I saw him, once, in the message of a linking sphere,
threatening, warning, declaring, the conquest of the earth. Sheathed in liquid matte-black
armor, pale and thin as death itself. I have been him in my dreams. Finding in exile, on a barren worldlet far
from even Kalnar, the cube within cubes,
the wonder within mysteries unknown that was a lost ren’al, the instrument that
woke the nightwind and restored him to power among his people. Feeling his
brittle arrogance, his impotent rage, his ubiquitous contempt. Thank the
heavens that Suriel sent me no vision of whenever the nine khrall broke free of
their prison, and came to serve
unwilling at his feet.
Doubt and
darkness. I don’t know what to do. Nothing will be easy. Priest Malakan was a
paranoid narcissist before he
discovered the artifact that gave him inhuman immortality, before he discovered
the nanotechnology that’s let his rule devour entire planets, and before he
enlisted the servants who defy the ordinary rules of this universe and would
claim his artifact as their own. One imagines he will not have left his
homeworld undefended. Perhaps that is what the hurling of another galaxy is
for, if it is in fact his doing, though I suspect it’s not. In any case he’ll
have seen Jerem Cozak coming, and he’s already fooled him once.
I used to
resent this, I know, stepping out again into the murky cosmos of the living.
That’s what Ship says caused my psychological crisis, out there in that
asteroid field, after Thaeron. Not so much the dying as the getting up again. Everything
felt wrong, after dying felt so right to me, so complete. Now I want to feel
that I was being petty, then. How many have gotten the chance to walk back into
the light, obscured as it may be? I was dead.

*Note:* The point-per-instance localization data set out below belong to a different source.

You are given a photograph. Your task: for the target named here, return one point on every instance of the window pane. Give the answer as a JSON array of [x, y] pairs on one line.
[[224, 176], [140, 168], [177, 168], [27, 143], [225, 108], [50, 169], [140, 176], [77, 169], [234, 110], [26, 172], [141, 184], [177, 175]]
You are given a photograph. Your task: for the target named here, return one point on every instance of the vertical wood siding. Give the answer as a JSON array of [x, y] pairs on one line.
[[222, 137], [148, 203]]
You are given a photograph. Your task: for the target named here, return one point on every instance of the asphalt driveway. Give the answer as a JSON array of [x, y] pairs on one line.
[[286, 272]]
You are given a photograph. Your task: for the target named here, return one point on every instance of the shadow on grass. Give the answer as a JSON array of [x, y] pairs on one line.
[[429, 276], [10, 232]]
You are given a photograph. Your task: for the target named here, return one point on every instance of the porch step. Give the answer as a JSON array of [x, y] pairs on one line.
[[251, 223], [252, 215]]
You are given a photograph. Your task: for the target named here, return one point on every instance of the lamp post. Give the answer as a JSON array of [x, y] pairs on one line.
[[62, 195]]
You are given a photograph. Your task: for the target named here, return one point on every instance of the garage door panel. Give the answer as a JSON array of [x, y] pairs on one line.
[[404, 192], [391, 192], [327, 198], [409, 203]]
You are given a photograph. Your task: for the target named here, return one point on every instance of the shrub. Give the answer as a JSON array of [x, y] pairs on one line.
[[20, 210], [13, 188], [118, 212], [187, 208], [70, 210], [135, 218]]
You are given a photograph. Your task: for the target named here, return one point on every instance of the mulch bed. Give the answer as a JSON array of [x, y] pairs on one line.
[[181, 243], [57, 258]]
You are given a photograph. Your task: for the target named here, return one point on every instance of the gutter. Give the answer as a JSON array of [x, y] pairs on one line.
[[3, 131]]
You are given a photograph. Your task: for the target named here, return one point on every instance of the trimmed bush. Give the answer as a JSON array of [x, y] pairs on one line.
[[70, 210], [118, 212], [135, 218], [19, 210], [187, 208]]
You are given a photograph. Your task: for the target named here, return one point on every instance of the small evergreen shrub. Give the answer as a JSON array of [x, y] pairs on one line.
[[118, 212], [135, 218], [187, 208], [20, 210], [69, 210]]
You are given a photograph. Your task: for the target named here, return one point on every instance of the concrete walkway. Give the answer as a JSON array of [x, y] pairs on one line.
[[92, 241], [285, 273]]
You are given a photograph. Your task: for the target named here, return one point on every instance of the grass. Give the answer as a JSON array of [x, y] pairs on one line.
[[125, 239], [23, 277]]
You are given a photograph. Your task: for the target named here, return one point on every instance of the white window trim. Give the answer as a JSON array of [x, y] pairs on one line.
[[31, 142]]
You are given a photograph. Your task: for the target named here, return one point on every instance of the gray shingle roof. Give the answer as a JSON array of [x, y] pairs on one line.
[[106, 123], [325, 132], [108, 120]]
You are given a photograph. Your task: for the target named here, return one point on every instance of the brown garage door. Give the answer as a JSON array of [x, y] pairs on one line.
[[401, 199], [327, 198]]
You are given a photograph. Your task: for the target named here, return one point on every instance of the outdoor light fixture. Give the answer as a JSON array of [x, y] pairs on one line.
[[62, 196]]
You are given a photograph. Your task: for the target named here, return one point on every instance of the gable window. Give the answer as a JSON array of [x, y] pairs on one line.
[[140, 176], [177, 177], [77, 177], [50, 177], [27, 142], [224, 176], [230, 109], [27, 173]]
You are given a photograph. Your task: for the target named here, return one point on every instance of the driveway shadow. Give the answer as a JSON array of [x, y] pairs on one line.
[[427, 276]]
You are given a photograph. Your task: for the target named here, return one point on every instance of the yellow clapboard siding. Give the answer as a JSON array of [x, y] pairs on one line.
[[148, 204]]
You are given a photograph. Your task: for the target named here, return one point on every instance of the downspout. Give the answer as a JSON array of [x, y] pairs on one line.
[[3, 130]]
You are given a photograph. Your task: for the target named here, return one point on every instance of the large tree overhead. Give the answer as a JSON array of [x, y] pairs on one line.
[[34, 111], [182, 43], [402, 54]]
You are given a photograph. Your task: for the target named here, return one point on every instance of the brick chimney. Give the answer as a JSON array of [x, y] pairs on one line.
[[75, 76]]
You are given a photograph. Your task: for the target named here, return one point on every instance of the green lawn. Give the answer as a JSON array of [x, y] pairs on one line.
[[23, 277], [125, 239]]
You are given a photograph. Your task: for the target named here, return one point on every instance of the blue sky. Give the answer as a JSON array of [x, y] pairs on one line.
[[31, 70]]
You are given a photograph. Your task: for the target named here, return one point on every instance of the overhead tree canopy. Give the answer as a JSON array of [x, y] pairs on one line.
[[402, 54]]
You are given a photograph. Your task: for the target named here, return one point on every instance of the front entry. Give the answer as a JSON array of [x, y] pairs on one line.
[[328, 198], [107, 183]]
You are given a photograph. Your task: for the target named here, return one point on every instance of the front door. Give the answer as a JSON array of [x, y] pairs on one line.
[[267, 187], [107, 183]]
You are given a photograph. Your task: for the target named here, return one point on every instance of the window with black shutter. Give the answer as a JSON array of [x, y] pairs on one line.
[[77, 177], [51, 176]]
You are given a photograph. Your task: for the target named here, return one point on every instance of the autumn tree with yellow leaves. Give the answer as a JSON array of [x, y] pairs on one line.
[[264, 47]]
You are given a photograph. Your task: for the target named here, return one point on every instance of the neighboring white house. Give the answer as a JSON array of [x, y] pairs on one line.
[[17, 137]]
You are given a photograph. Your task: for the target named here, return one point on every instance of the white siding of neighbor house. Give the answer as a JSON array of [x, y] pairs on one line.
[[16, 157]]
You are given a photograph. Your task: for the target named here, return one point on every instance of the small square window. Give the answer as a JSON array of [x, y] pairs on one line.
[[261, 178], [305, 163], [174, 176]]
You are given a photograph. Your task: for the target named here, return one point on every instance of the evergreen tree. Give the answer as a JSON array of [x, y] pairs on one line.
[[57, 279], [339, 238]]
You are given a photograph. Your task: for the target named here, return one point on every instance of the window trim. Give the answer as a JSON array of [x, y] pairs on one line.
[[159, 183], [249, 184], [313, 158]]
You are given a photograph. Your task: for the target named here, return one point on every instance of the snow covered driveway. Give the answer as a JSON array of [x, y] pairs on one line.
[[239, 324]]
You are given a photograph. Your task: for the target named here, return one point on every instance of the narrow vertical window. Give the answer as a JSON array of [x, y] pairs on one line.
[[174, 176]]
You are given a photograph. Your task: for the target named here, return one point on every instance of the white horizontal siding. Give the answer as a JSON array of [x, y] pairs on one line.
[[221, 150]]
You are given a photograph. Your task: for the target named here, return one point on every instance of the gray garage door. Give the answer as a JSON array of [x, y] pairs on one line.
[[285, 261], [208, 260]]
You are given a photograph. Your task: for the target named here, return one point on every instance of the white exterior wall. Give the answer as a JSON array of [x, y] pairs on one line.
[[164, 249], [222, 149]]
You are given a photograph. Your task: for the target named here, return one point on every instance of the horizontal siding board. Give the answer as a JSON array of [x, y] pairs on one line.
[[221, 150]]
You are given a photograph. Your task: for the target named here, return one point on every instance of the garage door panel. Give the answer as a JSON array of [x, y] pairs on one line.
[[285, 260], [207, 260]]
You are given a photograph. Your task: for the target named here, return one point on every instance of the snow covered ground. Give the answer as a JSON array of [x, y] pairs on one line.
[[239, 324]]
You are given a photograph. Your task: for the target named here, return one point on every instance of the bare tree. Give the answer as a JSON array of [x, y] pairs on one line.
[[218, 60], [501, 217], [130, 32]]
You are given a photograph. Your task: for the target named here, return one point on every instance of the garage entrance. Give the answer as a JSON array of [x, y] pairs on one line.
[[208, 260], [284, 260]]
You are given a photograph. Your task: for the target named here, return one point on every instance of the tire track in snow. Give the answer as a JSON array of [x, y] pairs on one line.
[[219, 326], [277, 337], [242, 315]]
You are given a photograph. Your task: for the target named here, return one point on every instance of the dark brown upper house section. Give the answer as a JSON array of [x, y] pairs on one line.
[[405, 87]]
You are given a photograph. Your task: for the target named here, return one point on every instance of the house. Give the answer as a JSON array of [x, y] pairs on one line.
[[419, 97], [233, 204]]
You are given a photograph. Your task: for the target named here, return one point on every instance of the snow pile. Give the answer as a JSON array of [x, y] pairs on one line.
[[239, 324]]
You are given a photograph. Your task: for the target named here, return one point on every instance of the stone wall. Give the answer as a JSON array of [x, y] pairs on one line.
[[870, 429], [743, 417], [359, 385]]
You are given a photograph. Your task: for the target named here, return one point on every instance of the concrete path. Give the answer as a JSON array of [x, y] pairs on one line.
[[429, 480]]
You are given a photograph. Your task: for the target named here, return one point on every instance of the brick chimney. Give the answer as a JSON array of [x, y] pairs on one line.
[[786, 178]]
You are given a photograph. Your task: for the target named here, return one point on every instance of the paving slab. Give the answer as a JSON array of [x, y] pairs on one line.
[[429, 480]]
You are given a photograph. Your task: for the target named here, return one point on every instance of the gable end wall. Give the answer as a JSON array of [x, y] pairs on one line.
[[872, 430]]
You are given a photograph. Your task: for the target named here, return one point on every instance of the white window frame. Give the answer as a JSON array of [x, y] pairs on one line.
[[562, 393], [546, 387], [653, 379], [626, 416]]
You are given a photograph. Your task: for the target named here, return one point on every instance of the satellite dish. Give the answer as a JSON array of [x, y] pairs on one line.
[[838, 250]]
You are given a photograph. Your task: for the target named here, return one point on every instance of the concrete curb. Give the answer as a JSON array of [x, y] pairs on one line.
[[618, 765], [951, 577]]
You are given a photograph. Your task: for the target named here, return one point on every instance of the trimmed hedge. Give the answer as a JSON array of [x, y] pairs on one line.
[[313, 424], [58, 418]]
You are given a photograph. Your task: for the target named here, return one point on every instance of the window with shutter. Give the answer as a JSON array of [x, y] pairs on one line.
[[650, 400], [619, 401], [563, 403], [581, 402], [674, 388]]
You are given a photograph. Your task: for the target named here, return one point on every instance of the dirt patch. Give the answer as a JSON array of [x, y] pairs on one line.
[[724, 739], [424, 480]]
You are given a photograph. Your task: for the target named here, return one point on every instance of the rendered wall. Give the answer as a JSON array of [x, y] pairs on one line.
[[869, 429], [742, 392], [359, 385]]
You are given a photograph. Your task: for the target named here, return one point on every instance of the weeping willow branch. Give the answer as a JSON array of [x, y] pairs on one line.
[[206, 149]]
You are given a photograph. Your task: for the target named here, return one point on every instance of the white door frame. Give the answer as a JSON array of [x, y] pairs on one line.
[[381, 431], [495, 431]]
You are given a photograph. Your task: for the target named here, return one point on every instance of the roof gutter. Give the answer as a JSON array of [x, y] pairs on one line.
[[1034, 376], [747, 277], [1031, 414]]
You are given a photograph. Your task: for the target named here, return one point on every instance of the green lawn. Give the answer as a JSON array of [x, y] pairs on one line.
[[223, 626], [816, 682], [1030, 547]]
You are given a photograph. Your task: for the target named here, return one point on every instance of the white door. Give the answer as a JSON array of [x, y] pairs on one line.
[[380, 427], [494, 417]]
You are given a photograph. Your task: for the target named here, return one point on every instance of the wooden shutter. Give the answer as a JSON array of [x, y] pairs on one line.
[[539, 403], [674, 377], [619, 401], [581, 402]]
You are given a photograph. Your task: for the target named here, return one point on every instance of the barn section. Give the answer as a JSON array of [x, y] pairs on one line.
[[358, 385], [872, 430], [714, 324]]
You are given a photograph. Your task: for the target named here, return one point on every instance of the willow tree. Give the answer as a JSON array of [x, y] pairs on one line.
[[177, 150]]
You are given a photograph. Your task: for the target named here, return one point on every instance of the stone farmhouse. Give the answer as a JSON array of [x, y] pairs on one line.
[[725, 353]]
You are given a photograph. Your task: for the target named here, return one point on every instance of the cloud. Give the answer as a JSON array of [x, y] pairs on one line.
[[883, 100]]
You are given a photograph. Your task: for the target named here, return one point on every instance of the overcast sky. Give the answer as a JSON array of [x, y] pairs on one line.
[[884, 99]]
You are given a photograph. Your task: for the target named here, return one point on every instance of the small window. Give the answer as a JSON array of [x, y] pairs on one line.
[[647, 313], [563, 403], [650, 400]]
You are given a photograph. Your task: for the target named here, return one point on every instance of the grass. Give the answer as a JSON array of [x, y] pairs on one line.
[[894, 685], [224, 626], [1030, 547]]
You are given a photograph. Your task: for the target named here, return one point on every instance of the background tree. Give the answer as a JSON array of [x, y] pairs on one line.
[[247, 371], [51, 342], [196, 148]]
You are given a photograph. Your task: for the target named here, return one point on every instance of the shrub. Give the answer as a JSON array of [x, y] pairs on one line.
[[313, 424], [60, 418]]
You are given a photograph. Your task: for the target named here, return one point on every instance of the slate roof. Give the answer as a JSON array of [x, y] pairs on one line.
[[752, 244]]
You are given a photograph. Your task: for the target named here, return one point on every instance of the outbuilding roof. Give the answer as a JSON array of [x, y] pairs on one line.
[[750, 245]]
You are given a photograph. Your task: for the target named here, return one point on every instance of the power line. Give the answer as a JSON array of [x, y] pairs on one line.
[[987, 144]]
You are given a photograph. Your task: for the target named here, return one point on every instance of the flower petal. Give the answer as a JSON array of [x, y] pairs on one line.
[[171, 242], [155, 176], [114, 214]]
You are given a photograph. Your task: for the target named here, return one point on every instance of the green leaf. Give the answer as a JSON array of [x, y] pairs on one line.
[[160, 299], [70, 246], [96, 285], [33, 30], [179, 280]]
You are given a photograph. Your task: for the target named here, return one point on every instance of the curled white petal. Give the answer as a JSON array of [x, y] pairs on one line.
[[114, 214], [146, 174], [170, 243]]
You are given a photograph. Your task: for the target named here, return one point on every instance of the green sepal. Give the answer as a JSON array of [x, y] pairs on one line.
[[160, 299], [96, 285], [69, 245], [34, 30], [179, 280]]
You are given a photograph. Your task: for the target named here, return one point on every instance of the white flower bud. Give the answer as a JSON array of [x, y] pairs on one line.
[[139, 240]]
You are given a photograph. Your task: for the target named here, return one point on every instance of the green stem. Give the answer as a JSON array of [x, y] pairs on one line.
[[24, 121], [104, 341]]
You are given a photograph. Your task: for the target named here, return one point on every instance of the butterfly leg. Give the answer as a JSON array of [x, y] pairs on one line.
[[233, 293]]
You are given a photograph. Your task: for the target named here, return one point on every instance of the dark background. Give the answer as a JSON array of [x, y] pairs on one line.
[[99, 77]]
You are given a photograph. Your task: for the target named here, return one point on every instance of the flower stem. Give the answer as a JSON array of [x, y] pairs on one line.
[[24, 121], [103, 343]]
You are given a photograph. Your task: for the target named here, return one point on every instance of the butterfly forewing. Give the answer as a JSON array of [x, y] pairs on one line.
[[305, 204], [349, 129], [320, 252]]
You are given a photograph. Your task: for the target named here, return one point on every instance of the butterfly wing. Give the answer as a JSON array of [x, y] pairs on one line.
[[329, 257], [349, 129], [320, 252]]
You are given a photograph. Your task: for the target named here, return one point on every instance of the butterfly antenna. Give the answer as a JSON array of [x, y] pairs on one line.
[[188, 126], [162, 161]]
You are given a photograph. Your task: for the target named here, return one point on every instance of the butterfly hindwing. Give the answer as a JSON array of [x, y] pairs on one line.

Really dead. I mean the notify-my-kin, make-me-a-memorial, put-me-in-the-ground,
cold, hard kind of dead. How ungrateful does one have to be to rue another
opportunity? After that? I didn’t see Nogilian or Del Tanich complaining about
their second chance, let alone Jerem Cozak.
But Ship
says that such resentment, too, is understandable. I face struggles – all the
reborn face struggles – for which we are not necessarily equipped. Life is not
obviously pleasant even to infants, who know nothing of its deepest hurt. Light
itself can be harsh and abrasive, even in its beauty. And there is nothing,
even in new life, to prove to us that we are not alone. My most significant
companion during this sojourn has been a sentient computer thousands of years
old but never woken before, lying inert for untold centuries on the ocean floor,
who cannot feel a thing. My last human conversations, with both Jerem Cozak and
Del Tanich, were not of the consoling kind. I only tried to help them, when I
could have expressed the desolation of my soul.
Well, I
have certainly now done enough of that. This unburdening, too, feels complete.
I approach a different simplicity, the austere consolation of the living. So. I
trust you. I trust that you’ve found a way to stay alive and uncorrupted. I
trust that even if you haven’t, the universe will shepherd me toward another
appropriate destination, another completed act. I trust that, wherever I go,
there I will be needed. I will make a change in things. The perverse effect of
the Nightwind Wars, conflict nested in conflagration, is that the effects of
all our actions stretch outward, both in time and space, further than we ever
could have foreseen, to realms we do not yet understand, with effects greater
than we could have imagined.
So I don’t
know what I’m going to do. And I don’t know what you will do. But behold, I come.
I know I will do something, and I know it’s going to matter. I will not be undone.